Long-read ONT sequencing identifies novel transcripts in CRC. A Workflow for transcriptome reconstruction based on ONT sequencing data. The FLAIR- SQANTI3 pipeline was adopted to assemble transcripts from long-read ONT data based on GENCODE v34. B Transcript length distribution of different types. C Number of transcripts identified per gene by ONT sequencing. D Percentage of long-read ONT transcripts supported by Short-Read Illumina RNA-seq in 78 CRC and 10 adjacent normal samples. E Percentage of long-read ONT transcripts’ TSSs supported by CAGE peaks, or TTSs supported by 3’-seq peaks or presence of a poly(A) motif

Table 1 ONT long-read sequencing statistics

The aligned reads generated by the ONT platform were then polished and assembled using the FLAIR pipeline [22], yielding an average of ~ 27,000 expressed genes with high confidence (Additional file 2: Table S3). Further quality control and transcript annotations were performed using SQANTI3 [26]. Finally, a total of 90,703 transcripts were identified based on a reference transcriptome (GENCODE v34) with a median transcript length of 2.5 kb (Fig. 1B and Additional file 1: Fig. S2d). These transcripts were mapped to 18,024 annotated genes and 2796 novel loci, and nearly 60% (12,271) of genes have two or more transcripts (Fig. 1C). Among the identified transcripts, 37% (33,913) were full-splice matches (FSM) perfectly matching known transcripts, and 40% (36,489), 17% (15,640), and 0.2% (215) were novel in catalog (NIC; refer to transcripts that containing new combinations of already annotated splice junctions or novel splice junctions formed from already annotated donors and acceptors), novel not in catalog (NNC; refer to transcripts that containing at least one novel junctions), and incomplete-splice matches (ISM; refer to transcripts that matching part of a known transcript), respectively (Additional file 1: Fig. S3a, b). In addition to these four transcript types, we also identified a fraction of other transcripts, such as antisense, genic, fusion, and intergenic types. However, we mainly focused on FSM, NIC, and NNC isoforms, which accounted for the vast majority (> 95%). Novel expressed transcripts (except FSM) account for 43 to 58% of all identified transcripts in individual samples (average = 53%, Additional file 1: Fig. S3a). The intriguing phenomenon is that about half of all identified transcripts are novel (NIC and NNC) in both tumor and normal samples (Additional file 1: Fig. S3b). We randomly selected several novel transcripts and validated them using qRT-PCT (Additional file 1: Fig. S3c). Overall, we identified thousands of novel transcripts in the CRC transcriptome that have not been annotated in the current reference.

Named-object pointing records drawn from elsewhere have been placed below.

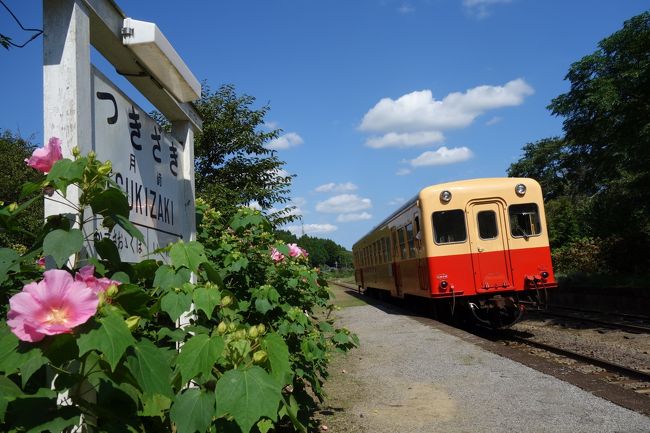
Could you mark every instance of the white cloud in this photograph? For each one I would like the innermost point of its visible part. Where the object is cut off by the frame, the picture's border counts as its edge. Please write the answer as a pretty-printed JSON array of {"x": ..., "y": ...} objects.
[
  {"x": 405, "y": 8},
  {"x": 407, "y": 139},
  {"x": 290, "y": 139},
  {"x": 311, "y": 228},
  {"x": 442, "y": 156},
  {"x": 344, "y": 203},
  {"x": 420, "y": 111},
  {"x": 350, "y": 217},
  {"x": 480, "y": 8},
  {"x": 333, "y": 187}
]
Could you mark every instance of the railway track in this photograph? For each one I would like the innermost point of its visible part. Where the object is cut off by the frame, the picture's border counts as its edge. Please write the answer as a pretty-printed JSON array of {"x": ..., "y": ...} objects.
[
  {"x": 628, "y": 323},
  {"x": 624, "y": 377},
  {"x": 629, "y": 378}
]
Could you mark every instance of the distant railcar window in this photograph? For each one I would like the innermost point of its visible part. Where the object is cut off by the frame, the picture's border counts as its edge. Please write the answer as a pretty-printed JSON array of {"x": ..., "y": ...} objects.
[
  {"x": 487, "y": 224},
  {"x": 402, "y": 243},
  {"x": 449, "y": 226},
  {"x": 524, "y": 220},
  {"x": 411, "y": 239}
]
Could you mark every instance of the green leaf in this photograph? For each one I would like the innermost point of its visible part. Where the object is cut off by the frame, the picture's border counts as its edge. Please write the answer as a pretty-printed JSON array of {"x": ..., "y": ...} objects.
[
  {"x": 263, "y": 305},
  {"x": 155, "y": 405},
  {"x": 150, "y": 368},
  {"x": 247, "y": 395},
  {"x": 108, "y": 251},
  {"x": 188, "y": 254},
  {"x": 265, "y": 425},
  {"x": 15, "y": 357},
  {"x": 133, "y": 299},
  {"x": 68, "y": 170},
  {"x": 8, "y": 392},
  {"x": 192, "y": 411},
  {"x": 61, "y": 244},
  {"x": 8, "y": 262},
  {"x": 198, "y": 356},
  {"x": 167, "y": 278},
  {"x": 175, "y": 304},
  {"x": 111, "y": 338},
  {"x": 110, "y": 202},
  {"x": 206, "y": 298},
  {"x": 278, "y": 353}
]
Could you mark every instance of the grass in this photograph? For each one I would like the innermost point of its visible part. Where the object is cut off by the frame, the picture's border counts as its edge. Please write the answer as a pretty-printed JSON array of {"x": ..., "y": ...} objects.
[{"x": 344, "y": 297}]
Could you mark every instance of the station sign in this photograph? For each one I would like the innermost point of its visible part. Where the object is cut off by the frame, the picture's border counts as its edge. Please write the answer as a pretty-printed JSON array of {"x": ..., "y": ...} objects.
[{"x": 147, "y": 165}]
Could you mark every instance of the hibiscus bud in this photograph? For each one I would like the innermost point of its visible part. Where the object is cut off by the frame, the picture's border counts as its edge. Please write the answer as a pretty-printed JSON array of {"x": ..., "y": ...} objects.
[
  {"x": 260, "y": 357},
  {"x": 222, "y": 328},
  {"x": 132, "y": 322},
  {"x": 111, "y": 290},
  {"x": 105, "y": 168}
]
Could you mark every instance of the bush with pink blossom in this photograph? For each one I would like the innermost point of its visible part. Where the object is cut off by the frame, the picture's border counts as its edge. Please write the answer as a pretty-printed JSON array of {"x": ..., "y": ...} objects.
[{"x": 93, "y": 343}]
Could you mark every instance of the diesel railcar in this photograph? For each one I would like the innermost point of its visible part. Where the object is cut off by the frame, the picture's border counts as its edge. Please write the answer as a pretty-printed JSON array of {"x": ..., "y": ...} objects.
[{"x": 478, "y": 246}]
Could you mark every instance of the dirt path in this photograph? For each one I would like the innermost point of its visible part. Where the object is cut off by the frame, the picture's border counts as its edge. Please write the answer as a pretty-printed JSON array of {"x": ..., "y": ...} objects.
[{"x": 409, "y": 377}]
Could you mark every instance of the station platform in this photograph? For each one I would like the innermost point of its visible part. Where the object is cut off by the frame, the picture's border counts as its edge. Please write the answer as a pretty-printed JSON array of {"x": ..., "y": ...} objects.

To validate the reliability of long-read transcripts, we analyzed short-read RNA-seq data by mapping them to the long-read CRC transcriptome. We found that 84% of the FSM transcripts, 71% of the NIC transcripts, and 55% of the NNC transcripts were validated (Fig. 1D). Several NIC and NNC transcripts were validated using Sanger sequencing method (Additional file 1: Fig. S3d). We next used various orthogonal data to further assess the robustness of these transcripts, including CAGE (Cap Analysis Gene Expression, which measures the 5’ end of transcripts), 3’-seq (which measures the ploy(A) tail of transcripts), and some intrinsic sequencing properties. Benchmarking the novel transcripts against the FSM transcripts, we found that the 3’ ends of novel transcripts were supported by both poly(A) motifs detected by SQANTI3 and bona fide TTS (transcription termination sites provided by 3’-seq assays). The 5’ ends of novel transcripts also showed comparable quality to FSM transcripts (Fig. 1E). For example, our long-read ONT CRC transcriptome identified a novel CDA transcript derived from an alternative TSS (transcription start site), which is supported by proximal CAGE peaks. We also found PPIH transcripts with a novel TTS supported by 3’-seq (Additional file 1: Fig. S3e, f). For some intrinsic sequencing properties, all identified transcripts exhibited an extremely low rate of non-canonical junction usage and reverse transcriptase template switching artifacts (Fig. 1G). Most transcripts (33,271, 58%), particularly novel transcripts, were expressed in only one sample, and 3513 isoforms (6%) were detected in all samples (Additional file 1: Fig. S3g). Notably, rarefaction curve analysis revealed that the discovery of known transcripts reached saturation, yet the discovery of novel transcripts remained unsaturated (Additional file 1: Fig. S3h). Our study provides a high-resolution annotation for the CRC transcriptome.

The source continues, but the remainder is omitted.